Like Nigel The Psychopath and Day Of The Reaper, The Butcher is a document of teenagers making their dreams come true. It’s a 60 minute SOV trash-gore opus that plays out like a video mix tape made by high school mega-nerds. But instead of random clips from The Idiot Box and The Mr. Bill Show, The Butcher has a dimestore castration scene. This is the flipside to the calculated angst of adolescent epics like Freaks And Geeks. No adults were allowed anywhere near this movie. There’s no mission statement. No bullshit. This is the closest anyone has ever come to capturing what it feels like to be sixteen, sitting on a curb in mid-September and smoking weed with your burn-out friends. The chopped-off legs, disembowelments, and throat-slashings are simply a bonus.

Three kids wearing leather jackets, ripped jeans, and peace medallions sit on a bench, smoke cigarettes, and talk. Another kid walks by. His name is Jack. The kids make fun of Jack. Then one of them follows Jack to his house. Jack gets a scythe in his gut. The kid runs away. Cut to: Jack bursting out from under a pile of leaves, now wearing a white hood and a puffy jacket. He also has a pillow in his coat, which suggests the illusion of a beer gut. It’s not clear why.

The rest of the movie is a beautiful dirge of repetition. Kids hang out. Jack kills them. Repeat. But the joy comes from the details. A phone receiver emits slime. Zombies eat Jack’s victims. Kids are mutilated, but return minutes later without explanation. A dummy is thrown off of a water tower. A kid wears a neon yellow sweatshirt that says, “ON TOP.” Eyes are gouged out, M-80 firecrackers are used as squibs, and a wheelchair is destroyed. Eventually, a kid is set on fire. The hang-out scenes slow things down, but all is forgiven when Jack finds a Garfield t-shirt and puts it on over his Michael Myers onesie.

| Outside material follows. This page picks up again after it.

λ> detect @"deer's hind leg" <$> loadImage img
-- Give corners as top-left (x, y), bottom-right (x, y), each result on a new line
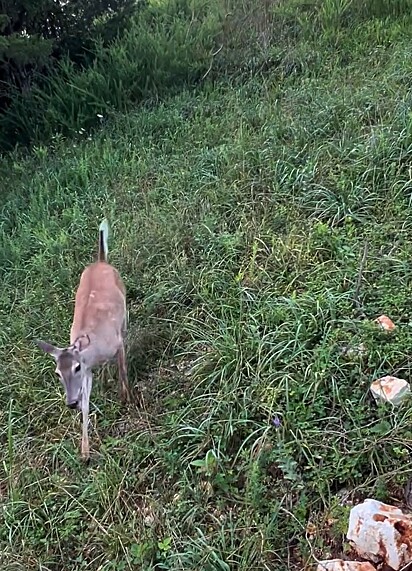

At one point in The Butcher, two kids are sitting on a couch and watching a movie. But they’re not watching Jason Goes To Hell, like Todd Cook did in Demon Dolls. They’re watching Doctor Butcher, M.D. That says a lot. Most importantly, it says that Director Maik Ude and friends are the REEL DEEL. They’re not fans of Fangoria magazine — they’re fans of Chas. Balun’s Deep Red. From this scene on, Ude steals Walter Sear’s music from Doctor Butcher and uses it in The Butcher, replacing the music cues from Friday The 13th Part 2 that had been previously heard throughout the movie. This lo-fi pilfering complements the maniacal zooms, constant jump cuts, and crusty video quality. It all coalesces into a hypnotic and disorientating experience that we don’t have to work for. Ude makes it easy to love this movie. It’s simple, filled with enthusiastic carnage, and hilariously stupid. Although The Butcher was completed in 1990, Ude decided to “make it better” in the mid-2000s. He added sparse sound effects and transitions with what appears to be a beta version of iMovie. But those intrusions are no match for the power of a horror-obsessed teenager with access to his parents’ camcorder. And an ultra-gory dream.

It should be noted that this movie was made in Germany and contains zero subtitles.